Nabi Muhammad, Rasulullah dalam hidupnya juga pernah mengalami sedih, bahagia, tertawa, dan bahkan menangis. Sedih ketika ditinggal istri tercintanya, Khadijah. Tertawa ketika mendengar pertanyaan lucu istri sahabat Nabi, Rifa’ah. Itulah pernik kehidupan Rasulullah, sama seperti orang manusia lainnya.

Berikut beberapa kejadian yang membuat Rasulullah bisa tertawa dan menangis.

Suatu hari, Umar meminta izin untuk masuk ke ruangan Rasulullah. Kebetulan, waktu itu ada beberapa orang wanita Quraisy yang sedang berbicara dengan Rasulullah dengan nada yang cukup keras dan mengajukan banyak pertanyaan.

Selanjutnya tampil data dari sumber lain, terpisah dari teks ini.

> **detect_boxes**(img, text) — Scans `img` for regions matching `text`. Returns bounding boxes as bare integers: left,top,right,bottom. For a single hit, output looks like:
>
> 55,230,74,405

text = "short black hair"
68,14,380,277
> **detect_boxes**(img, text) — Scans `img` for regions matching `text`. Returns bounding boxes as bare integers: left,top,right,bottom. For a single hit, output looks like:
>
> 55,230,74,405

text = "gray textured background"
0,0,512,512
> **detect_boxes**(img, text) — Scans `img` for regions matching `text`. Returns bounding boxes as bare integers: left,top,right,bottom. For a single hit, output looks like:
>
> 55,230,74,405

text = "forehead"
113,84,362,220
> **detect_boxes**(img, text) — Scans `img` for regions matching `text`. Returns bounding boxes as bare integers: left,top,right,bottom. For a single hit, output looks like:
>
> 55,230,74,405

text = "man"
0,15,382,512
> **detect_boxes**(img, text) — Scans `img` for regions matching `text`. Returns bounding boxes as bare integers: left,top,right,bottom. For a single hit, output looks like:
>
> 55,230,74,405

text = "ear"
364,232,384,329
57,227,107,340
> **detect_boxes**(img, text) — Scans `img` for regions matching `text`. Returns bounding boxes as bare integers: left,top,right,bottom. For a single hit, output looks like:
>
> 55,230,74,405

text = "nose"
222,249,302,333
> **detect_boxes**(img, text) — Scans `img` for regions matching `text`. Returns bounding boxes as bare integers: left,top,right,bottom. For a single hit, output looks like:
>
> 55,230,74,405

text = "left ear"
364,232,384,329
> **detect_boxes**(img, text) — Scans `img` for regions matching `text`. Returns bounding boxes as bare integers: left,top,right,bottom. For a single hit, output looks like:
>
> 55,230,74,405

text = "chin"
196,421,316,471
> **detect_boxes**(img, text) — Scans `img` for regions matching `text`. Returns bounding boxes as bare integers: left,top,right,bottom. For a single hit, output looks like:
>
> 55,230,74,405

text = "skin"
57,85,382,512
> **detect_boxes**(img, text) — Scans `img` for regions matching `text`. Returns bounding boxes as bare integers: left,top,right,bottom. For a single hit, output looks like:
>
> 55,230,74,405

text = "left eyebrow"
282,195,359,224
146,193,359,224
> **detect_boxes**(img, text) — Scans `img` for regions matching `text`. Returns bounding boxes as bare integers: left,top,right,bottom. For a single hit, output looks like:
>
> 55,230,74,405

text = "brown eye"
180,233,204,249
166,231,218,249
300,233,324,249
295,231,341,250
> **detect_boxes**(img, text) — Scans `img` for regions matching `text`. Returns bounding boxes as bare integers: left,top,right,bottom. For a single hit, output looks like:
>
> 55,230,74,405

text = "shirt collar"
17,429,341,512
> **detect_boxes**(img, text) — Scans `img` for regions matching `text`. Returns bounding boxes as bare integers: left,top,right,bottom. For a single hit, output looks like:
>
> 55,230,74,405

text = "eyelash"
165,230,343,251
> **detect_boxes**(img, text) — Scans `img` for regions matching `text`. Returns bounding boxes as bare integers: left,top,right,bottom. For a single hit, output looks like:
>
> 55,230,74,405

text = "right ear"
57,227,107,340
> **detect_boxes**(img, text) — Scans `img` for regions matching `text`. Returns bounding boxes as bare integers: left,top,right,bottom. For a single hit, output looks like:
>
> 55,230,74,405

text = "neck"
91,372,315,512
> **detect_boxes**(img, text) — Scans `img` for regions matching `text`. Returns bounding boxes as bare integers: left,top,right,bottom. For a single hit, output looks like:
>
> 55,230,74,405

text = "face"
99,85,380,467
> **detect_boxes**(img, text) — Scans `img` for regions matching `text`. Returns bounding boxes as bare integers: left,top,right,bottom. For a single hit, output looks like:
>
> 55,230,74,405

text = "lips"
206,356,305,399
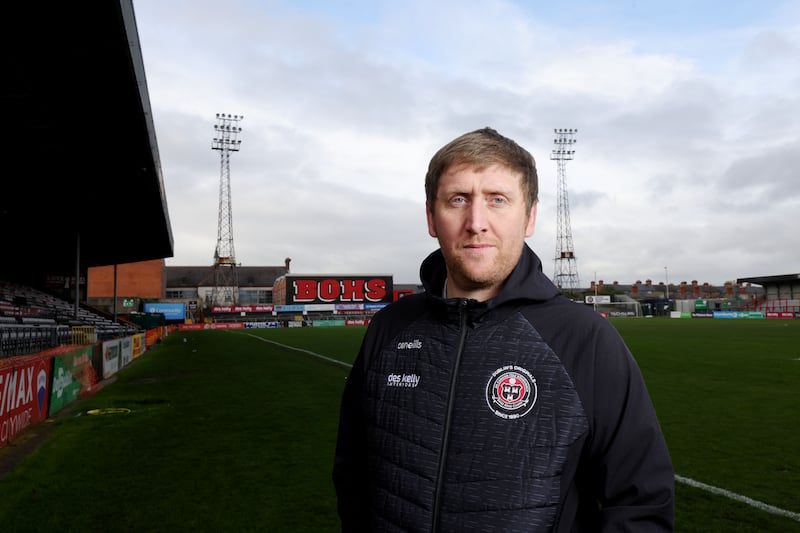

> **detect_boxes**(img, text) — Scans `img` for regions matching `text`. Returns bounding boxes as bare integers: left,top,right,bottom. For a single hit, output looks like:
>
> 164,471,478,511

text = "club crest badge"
486,365,537,420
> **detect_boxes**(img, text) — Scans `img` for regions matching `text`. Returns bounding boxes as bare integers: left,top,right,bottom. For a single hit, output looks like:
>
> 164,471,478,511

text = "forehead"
439,163,522,191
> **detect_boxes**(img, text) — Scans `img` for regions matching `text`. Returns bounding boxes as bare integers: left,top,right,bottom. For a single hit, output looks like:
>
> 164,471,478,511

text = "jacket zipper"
431,299,469,533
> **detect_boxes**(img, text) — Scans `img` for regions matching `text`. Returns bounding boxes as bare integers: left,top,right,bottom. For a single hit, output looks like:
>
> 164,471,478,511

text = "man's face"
425,165,536,301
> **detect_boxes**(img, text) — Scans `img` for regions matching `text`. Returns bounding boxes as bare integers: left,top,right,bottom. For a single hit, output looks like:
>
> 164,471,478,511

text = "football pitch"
0,318,800,533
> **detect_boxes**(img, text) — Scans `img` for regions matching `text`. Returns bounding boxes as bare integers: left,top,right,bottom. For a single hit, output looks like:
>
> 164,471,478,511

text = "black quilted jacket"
333,246,674,533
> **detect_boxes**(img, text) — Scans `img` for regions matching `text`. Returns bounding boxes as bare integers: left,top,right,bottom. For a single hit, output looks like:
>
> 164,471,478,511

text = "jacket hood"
419,243,561,308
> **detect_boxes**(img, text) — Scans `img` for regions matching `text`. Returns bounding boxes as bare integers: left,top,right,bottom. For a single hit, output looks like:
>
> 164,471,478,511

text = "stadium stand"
0,0,173,357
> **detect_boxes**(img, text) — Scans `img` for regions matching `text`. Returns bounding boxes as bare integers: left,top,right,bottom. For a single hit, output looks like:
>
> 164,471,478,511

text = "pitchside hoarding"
0,359,51,448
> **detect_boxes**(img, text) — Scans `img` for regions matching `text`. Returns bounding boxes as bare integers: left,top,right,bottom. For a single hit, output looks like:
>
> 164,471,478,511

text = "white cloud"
135,0,800,284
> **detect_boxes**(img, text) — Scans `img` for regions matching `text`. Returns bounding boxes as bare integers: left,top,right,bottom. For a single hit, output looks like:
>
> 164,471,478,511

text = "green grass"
0,319,800,533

Tahu Umar datang, mereka pun langsung lari ke balik tabir.

Lalu Rasulullah pun tertawa sambil menyuruh Umar masuk. Melihat Rasulullah tertawa, Umar berkata, ”Semoga Allah membuatmu tetap dalam keadaan senang dan gembira, wahai Rasulullah!” Rasulullah pun menjawab, “Aku merasa heran dengan ulah wanita-wanita yang berada di sampingku tadi. Begitu mendengar suaramu, mereka bergegas menuju balik tabir.

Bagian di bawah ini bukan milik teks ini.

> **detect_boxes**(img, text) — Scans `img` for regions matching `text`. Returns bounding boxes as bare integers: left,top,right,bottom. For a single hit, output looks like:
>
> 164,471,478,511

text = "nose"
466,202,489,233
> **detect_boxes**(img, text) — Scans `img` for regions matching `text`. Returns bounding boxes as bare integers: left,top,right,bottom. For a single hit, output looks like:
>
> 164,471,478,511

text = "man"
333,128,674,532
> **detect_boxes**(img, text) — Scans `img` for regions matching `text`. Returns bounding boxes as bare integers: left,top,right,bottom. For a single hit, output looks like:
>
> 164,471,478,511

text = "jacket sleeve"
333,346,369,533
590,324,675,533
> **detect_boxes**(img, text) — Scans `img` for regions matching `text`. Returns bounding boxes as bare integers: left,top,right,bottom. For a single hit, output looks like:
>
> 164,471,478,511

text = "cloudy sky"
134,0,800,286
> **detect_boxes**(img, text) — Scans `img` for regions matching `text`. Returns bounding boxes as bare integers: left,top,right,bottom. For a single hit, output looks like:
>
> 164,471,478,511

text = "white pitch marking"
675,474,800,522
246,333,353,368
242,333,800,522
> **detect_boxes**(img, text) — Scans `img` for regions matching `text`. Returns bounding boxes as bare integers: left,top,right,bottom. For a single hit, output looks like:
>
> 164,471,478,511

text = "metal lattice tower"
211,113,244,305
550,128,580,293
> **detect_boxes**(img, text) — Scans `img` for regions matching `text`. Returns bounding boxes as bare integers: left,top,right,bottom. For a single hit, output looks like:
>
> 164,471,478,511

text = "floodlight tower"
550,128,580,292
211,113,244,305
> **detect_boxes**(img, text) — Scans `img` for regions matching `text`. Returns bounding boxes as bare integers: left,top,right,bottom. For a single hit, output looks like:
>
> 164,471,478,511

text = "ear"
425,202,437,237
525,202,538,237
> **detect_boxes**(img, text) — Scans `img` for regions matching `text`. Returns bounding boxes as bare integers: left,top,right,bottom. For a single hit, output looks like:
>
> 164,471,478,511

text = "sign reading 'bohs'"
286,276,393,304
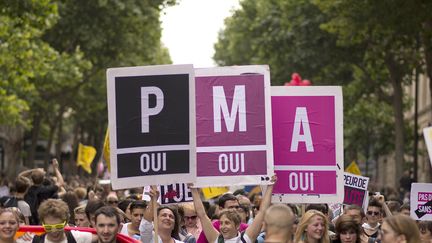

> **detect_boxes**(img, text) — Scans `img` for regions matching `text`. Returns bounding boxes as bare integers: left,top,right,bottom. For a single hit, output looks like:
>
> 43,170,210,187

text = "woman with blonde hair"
380,214,422,243
0,208,19,243
294,209,330,243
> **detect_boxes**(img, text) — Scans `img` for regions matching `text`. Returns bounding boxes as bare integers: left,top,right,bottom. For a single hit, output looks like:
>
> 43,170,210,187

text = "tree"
214,0,418,186
318,0,419,186
36,0,175,175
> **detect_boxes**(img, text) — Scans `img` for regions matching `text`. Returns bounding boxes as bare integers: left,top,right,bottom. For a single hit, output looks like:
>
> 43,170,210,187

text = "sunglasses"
184,215,197,220
42,221,66,232
366,211,379,216
228,206,240,209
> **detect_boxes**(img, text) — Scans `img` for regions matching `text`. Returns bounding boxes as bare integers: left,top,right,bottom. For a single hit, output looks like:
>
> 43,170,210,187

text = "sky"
161,0,239,67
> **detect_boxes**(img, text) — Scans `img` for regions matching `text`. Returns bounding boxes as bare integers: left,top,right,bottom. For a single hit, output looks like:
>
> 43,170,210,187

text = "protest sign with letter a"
195,66,273,187
107,65,196,189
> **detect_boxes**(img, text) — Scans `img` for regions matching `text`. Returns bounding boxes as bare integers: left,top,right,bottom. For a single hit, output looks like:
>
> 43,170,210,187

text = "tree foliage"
0,0,175,175
214,0,425,184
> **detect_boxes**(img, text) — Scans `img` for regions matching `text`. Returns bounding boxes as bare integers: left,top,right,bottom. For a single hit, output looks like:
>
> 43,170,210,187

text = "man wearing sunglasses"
95,206,121,243
362,195,392,239
32,199,96,243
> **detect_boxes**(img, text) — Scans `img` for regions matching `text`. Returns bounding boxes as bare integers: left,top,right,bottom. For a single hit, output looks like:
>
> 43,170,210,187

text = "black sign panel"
107,65,196,189
115,74,189,148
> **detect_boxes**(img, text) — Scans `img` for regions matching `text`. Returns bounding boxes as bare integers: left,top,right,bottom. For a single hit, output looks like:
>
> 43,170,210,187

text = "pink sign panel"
271,87,344,203
195,74,266,147
273,170,336,194
195,66,272,186
271,96,336,166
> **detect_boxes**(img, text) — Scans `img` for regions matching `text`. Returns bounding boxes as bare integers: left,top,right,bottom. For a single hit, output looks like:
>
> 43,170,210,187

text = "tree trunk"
44,122,57,168
0,126,24,178
385,56,405,188
26,112,42,168
55,105,65,171
421,21,432,113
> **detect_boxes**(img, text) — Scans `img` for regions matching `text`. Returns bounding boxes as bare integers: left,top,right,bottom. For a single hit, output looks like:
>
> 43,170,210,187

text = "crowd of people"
0,160,432,243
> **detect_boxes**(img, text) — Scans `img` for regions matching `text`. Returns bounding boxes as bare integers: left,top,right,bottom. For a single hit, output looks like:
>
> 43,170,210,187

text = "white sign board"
410,183,432,221
423,127,432,166
107,65,196,189
271,86,344,203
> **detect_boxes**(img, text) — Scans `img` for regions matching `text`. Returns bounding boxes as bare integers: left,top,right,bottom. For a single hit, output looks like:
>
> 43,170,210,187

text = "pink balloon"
300,79,311,86
291,73,301,83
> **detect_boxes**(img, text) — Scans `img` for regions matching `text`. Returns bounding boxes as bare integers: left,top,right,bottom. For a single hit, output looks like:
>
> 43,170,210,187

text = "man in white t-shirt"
33,199,96,243
95,206,121,243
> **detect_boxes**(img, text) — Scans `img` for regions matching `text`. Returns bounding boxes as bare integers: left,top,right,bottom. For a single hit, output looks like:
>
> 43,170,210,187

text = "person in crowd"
236,194,253,224
139,186,182,243
197,193,248,243
264,204,296,243
398,203,411,216
177,203,198,243
9,176,31,224
362,195,392,238
18,159,64,225
73,187,87,205
305,203,336,239
106,193,119,207
379,214,422,243
61,191,79,225
85,199,105,228
385,200,401,214
32,199,93,243
294,209,330,243
418,221,432,243
117,198,135,223
120,200,147,240
343,204,373,243
0,208,19,243
191,176,276,243
343,204,366,225
332,214,362,243
74,205,90,227
95,206,121,243
0,176,10,197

Umar berkata kepada wanita-wanta tersebut, “Apakah kalian segan kepadaku, sementara kalian tidak segan kepada Rasulullah?” Mereka menjawab, “Ya, lantaran kamu lebih keras dan lebih kasar daripada Rasulullah.”

Kemudian Rasulullah pun bersabda, “Demi Zat yang jiwaku ada dalam genggaman-Nya. Tidak akan pernah setan menemuimu di suatu jalan yang kamu lalui, kecuali pasti mencari jalan lain, selain jalan yang kamu lalui." (HR. Al-Bukhori dan Muslim).

Tidak sekali itu saja Rasulullah tertawa. Beliau juga pernah tertawa saat ada seorang sahabat yang salah paham dalam menerjemahkan waktu puasa. Tepatnya, tatkala turun ayat, ”...sehingga jelas bagimu (perbedaan) antara benang putih dan benang hitam, yaitu fajar." (Q.S.Al-Baqarah. ayat 187). 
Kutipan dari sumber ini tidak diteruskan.